FTD accounts for 10% of all occurring dementia cases and is a leading cause of early-onset dementia, i.e., onset before the age of 65 years. Early symptoms often include insidious behavioral and personality changes and problems with language [5, 6]. The symptoms of behavioral and personality changes are similar to symptoms seen in psychiatric disorders and this often leads to an incorrect initial diagnosis [7]. About 60% of FTD cases are diagnosed between the age of 45 and 60 years [8, 9]. Modifiable risk factors in FTD have been investigated far less than in Alzheimer’s disease (AD) and vascular dementia and although some studies have found associations between FTD and diabetes mellitus [10], head trauma [11-13], education level [14], and autoimmune disease [15], knowledge on modifiable risk factors in FTD is considered sparse [16].

AD accounts for 60–80% of all cases of dementia [17], and these patients display early symptoms of memory problems, apathy, as well as depression, and later communication problems, confusion, disorientation, behavioral changes, and difficulties with speech, swallowing, and walking [8]. Several risk factors for AD have been researched and established, including hypertension, diabetes, hypercholesterolemia, body mass index (BMI), education, and socioeconomic status, along with depression, affective disorders, social network, and social engagement [18-22].

Anxiety and depression are common mental disorders among the general population [23, 24]. Symptoms of depression and anxiety are graded by their severity, duration, and functional impairment, and a diagnosis of anxiety or depression requires a clinical assessment [25]. Depression is a common disorder in the elderly population, and studies performed in the last decade have implied an increasing prevalence of depression with age [26, 27]. Anxiety is harder to assess in elderly individuals, but studies have found it to occur less often than depression and that severe forms are also less common in the elderly [28].

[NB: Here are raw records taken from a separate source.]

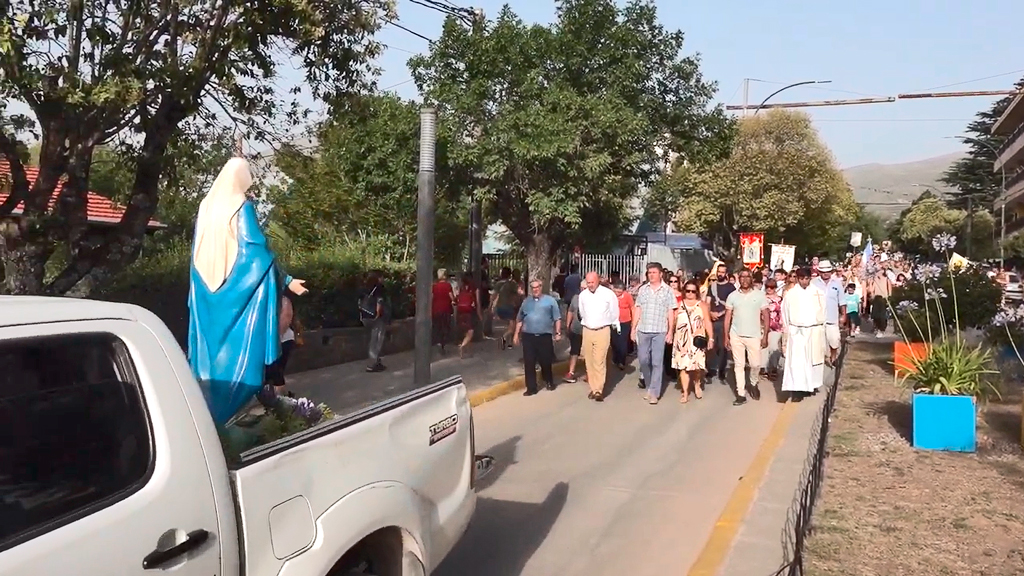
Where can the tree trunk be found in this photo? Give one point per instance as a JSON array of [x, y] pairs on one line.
[[94, 263], [540, 259], [24, 264]]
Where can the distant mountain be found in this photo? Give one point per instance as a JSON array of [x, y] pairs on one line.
[[888, 189]]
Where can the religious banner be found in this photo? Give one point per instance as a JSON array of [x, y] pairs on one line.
[[782, 256], [752, 248]]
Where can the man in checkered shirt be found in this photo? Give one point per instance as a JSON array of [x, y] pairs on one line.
[[653, 326]]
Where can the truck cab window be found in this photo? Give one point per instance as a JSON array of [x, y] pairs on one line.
[[74, 432]]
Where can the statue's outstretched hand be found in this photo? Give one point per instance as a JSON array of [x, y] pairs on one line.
[[297, 287]]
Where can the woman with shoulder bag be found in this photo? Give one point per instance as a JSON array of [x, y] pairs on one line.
[[692, 339]]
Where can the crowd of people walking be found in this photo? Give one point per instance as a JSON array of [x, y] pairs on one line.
[[777, 325], [680, 329]]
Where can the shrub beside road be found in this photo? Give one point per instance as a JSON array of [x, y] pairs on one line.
[[888, 509]]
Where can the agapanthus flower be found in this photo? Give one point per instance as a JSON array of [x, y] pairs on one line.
[[926, 273], [1009, 316], [944, 242], [906, 305], [305, 409]]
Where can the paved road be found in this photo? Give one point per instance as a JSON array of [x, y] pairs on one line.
[[616, 488], [346, 387]]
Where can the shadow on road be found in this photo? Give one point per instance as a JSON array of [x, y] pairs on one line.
[[504, 535], [504, 454], [899, 415]]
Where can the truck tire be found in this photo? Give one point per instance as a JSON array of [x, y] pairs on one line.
[[378, 554]]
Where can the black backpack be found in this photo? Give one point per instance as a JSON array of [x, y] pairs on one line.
[[368, 303]]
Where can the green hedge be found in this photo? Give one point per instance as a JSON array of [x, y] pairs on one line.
[[335, 278]]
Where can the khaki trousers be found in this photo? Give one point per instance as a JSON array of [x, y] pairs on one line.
[[745, 352], [595, 355]]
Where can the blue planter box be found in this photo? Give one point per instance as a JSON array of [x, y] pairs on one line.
[[944, 422]]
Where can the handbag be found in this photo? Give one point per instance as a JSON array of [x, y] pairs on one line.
[[699, 340]]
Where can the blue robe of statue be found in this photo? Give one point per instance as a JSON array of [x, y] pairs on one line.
[[232, 332]]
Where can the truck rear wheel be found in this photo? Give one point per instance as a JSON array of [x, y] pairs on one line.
[[378, 554]]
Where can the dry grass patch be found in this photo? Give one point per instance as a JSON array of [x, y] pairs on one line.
[[888, 509]]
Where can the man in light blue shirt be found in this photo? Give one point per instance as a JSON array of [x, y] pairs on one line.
[[540, 318], [834, 288]]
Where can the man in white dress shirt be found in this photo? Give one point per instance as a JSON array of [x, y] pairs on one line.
[[599, 316], [834, 289], [803, 336]]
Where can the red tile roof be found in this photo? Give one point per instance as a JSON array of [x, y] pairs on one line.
[[100, 210]]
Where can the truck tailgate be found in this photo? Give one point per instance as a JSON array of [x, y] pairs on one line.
[[407, 462]]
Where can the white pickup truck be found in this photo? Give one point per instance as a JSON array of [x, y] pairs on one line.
[[110, 463]]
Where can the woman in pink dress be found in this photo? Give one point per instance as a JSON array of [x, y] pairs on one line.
[[686, 356]]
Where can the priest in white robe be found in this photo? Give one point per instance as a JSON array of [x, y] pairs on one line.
[[804, 335]]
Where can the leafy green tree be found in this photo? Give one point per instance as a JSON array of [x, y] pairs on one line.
[[1013, 246], [357, 184], [929, 216], [195, 157], [134, 73], [562, 125], [779, 178], [974, 174]]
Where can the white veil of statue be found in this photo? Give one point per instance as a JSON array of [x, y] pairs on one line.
[[216, 244]]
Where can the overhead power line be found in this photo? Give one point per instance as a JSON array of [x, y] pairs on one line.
[[915, 95], [390, 47], [975, 80], [893, 120], [413, 32], [402, 83]]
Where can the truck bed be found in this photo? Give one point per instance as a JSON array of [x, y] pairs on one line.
[[297, 493]]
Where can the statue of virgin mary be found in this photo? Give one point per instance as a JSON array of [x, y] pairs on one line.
[[235, 295]]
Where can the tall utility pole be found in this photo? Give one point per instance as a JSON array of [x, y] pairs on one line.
[[476, 211], [1003, 194], [747, 94], [424, 245]]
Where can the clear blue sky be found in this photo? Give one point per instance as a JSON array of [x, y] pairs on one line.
[[871, 47]]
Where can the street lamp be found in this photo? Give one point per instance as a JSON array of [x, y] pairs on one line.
[[757, 110], [1003, 192]]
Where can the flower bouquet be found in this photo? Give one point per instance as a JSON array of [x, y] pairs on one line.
[[282, 416]]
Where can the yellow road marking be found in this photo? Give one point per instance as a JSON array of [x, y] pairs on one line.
[[715, 550]]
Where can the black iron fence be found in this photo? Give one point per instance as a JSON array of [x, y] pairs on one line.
[[799, 524]]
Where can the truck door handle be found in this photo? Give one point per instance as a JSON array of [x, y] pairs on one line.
[[195, 539]]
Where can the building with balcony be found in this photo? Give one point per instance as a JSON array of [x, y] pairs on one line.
[[1010, 162]]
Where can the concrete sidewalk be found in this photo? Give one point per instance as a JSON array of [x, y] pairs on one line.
[[764, 542], [487, 371]]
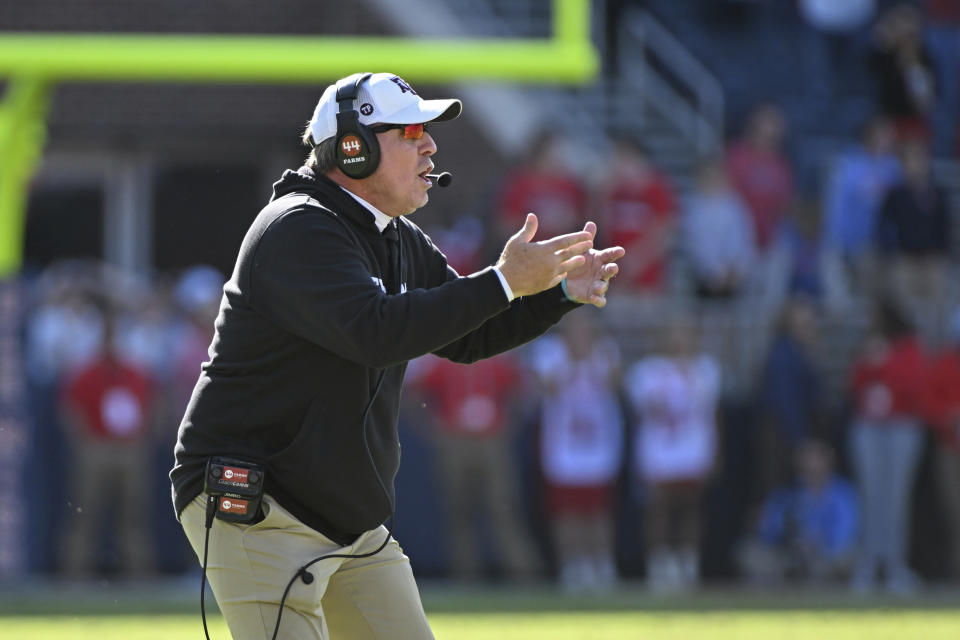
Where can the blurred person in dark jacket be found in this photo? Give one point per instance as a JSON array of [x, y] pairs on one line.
[[914, 229]]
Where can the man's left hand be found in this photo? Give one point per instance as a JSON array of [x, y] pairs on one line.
[[588, 284]]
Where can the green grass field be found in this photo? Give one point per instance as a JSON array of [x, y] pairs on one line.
[[456, 614]]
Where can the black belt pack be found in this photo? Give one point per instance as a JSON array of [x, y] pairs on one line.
[[237, 486]]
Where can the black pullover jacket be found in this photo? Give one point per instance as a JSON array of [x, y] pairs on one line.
[[315, 329]]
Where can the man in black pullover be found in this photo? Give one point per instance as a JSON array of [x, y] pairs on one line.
[[333, 292]]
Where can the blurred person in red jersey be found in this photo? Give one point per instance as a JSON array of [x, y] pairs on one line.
[[638, 210], [106, 407], [581, 448], [472, 410], [544, 184], [914, 230], [761, 173], [675, 395], [944, 415], [904, 71], [718, 236], [886, 438]]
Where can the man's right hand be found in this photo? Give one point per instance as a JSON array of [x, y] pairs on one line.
[[532, 267]]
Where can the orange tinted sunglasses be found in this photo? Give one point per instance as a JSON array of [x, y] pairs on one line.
[[410, 131]]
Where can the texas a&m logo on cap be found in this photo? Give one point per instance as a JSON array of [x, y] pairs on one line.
[[350, 145]]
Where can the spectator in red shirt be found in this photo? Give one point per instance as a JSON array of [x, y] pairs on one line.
[[544, 186], [471, 407], [638, 208], [761, 173], [944, 414], [886, 439], [106, 407]]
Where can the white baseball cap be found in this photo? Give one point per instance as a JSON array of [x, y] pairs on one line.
[[383, 98]]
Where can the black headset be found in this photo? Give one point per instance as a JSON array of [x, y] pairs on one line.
[[358, 152]]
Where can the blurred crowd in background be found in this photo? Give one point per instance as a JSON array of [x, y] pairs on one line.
[[772, 395]]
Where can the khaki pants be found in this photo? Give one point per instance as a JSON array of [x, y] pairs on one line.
[[249, 566]]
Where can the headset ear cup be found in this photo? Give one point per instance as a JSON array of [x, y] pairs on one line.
[[358, 152]]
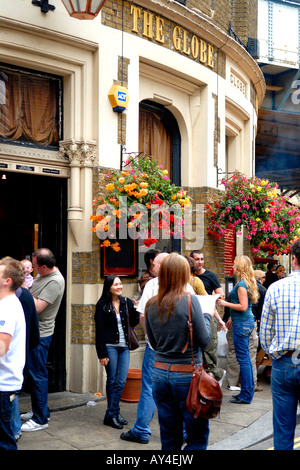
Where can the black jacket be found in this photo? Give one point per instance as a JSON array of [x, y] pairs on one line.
[[107, 326]]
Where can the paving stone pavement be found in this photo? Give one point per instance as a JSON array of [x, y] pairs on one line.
[[77, 424]]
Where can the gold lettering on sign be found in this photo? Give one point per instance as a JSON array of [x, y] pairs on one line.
[[176, 38], [159, 30], [136, 13], [183, 41], [148, 25], [237, 83]]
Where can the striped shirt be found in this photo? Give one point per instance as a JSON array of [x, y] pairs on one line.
[[280, 320]]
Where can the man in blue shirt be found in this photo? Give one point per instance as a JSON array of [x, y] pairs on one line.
[[280, 338]]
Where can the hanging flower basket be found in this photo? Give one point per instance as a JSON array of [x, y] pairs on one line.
[[140, 201], [272, 222]]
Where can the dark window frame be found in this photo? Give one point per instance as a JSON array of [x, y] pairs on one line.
[[45, 75]]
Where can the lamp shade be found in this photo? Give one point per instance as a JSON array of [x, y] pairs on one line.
[[83, 9]]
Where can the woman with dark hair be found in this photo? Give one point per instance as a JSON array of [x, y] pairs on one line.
[[167, 329], [112, 315]]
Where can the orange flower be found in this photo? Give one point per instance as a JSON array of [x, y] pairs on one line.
[[110, 187], [115, 246]]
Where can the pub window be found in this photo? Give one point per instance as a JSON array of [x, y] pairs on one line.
[[30, 107]]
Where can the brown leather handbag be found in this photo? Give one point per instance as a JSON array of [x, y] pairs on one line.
[[133, 339], [204, 399]]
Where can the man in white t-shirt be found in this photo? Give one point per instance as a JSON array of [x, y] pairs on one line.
[[12, 347]]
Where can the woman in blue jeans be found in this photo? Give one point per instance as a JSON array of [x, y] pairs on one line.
[[112, 315], [242, 296], [167, 328]]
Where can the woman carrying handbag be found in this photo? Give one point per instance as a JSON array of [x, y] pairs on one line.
[[113, 312], [167, 329]]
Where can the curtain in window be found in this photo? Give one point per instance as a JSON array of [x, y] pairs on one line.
[[28, 110], [154, 139]]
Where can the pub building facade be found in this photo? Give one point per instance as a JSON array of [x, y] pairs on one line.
[[192, 93]]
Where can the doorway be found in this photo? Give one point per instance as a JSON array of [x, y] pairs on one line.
[[33, 214]]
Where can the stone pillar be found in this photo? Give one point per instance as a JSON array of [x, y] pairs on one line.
[[81, 154]]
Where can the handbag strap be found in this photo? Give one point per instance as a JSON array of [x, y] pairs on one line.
[[190, 329]]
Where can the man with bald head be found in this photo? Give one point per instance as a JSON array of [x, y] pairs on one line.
[[47, 291], [141, 431]]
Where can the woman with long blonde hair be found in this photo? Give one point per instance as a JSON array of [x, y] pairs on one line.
[[167, 329], [242, 296]]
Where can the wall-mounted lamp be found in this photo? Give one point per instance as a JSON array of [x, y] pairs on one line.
[[83, 9], [44, 4]]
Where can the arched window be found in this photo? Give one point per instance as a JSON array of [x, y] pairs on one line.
[[159, 137]]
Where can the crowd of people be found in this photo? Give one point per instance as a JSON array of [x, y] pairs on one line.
[[260, 311], [28, 308]]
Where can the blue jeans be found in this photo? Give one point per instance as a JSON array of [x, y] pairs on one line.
[[38, 380], [170, 390], [146, 406], [7, 438], [17, 423], [116, 370], [241, 331], [285, 386]]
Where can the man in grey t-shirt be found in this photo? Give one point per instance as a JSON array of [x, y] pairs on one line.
[[47, 291]]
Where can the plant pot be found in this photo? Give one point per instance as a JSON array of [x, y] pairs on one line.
[[132, 389]]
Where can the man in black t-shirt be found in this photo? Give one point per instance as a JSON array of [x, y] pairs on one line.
[[212, 285]]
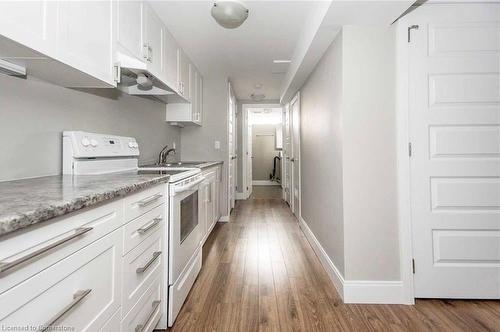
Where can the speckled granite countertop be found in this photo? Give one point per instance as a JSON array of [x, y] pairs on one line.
[[205, 164], [31, 201]]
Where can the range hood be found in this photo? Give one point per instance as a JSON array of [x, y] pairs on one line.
[[135, 79]]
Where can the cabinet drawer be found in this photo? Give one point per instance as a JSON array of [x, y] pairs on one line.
[[142, 227], [25, 253], [140, 267], [145, 314], [144, 201], [81, 292]]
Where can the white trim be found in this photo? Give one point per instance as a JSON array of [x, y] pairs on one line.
[[403, 160], [241, 196], [244, 139], [264, 183], [296, 210], [224, 219], [355, 291], [331, 269]]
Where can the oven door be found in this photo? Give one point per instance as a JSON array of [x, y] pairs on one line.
[[184, 235]]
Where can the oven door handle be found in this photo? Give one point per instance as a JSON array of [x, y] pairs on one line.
[[188, 186]]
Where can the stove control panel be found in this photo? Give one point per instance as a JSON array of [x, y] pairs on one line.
[[80, 144]]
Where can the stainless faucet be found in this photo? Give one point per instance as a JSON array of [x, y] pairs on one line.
[[164, 153]]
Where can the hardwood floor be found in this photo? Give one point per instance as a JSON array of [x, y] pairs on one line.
[[260, 274]]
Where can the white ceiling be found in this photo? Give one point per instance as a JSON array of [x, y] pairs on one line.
[[244, 54]]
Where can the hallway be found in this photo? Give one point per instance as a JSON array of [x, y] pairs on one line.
[[260, 274]]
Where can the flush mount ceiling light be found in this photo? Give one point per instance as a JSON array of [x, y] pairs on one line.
[[229, 13], [257, 97]]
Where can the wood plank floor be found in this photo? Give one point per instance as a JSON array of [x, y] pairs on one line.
[[260, 274]]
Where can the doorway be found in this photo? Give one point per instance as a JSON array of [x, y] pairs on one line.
[[262, 144]]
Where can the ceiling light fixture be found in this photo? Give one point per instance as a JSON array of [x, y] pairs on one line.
[[257, 97], [230, 14]]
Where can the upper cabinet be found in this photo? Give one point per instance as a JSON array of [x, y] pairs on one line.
[[87, 44], [183, 74], [130, 28], [55, 42]]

A few studies have compared risk factors in FTD and AD, finding that patients with FTD were less likely to have hypertension [14, 29], had a lower prevalence of cerebrovascular risk factors [29], were younger and more educated, and were more likely to have a positive family history of dementia than patients with AD [14]. Not only is knowledge of modifiable risk factors for FTD sparse, there has also been a lack of longitudinal studies assessing modifiable risk factors and their impact on premorbid FTD and AD. The aim of this longitudinal population-based case-control study was to investigate the role of anxiety and depression as modifiable risk factors in FTD compared with in AD.

Study Population

In this population-based, longitudinal nested case-control study, the study population comprised of 84 individuals with FTD, 556 individuals with AD, and a control group of 117 verified cognitively healthy (CH) elderly individuals (Fig. 1). Cases with a diagnosis of FTD and AD were identified from the Dementia Register of the Nord-Trøndelag Hospital Trust [30] (Fig. 1). This Dementia Register consists of data collected from a Nursing Home Dementia Register and a Hospital Dementia Register.

Fig. 1.

Study population and data. 1 Study population before and after exclusion. 2 Study data: dementia diag-nosis, assessments of anxiety and depression, and confounders. FTD, frontotemporal dementia; AD, Alzhei-mer’s disease; CH, cognitively healthy.

Fig. 1.

Study population and data. 1 Study population before and after exclusion. 2 Study data: dementia diag-nosis, assessments of anxiety and depression, and confounders. FTD, frontotemporal dementia; AD, Alzhei-mer’s disease; CH, cognitively healthy.

Close modal

The CH control group was selected from a follow-up project on memory and intelligence after HUNT3 between 2010 and 2011 [31] (Fig. 1). During this project, the individuals were examined by a neuropsychologist and categorized as CH [31].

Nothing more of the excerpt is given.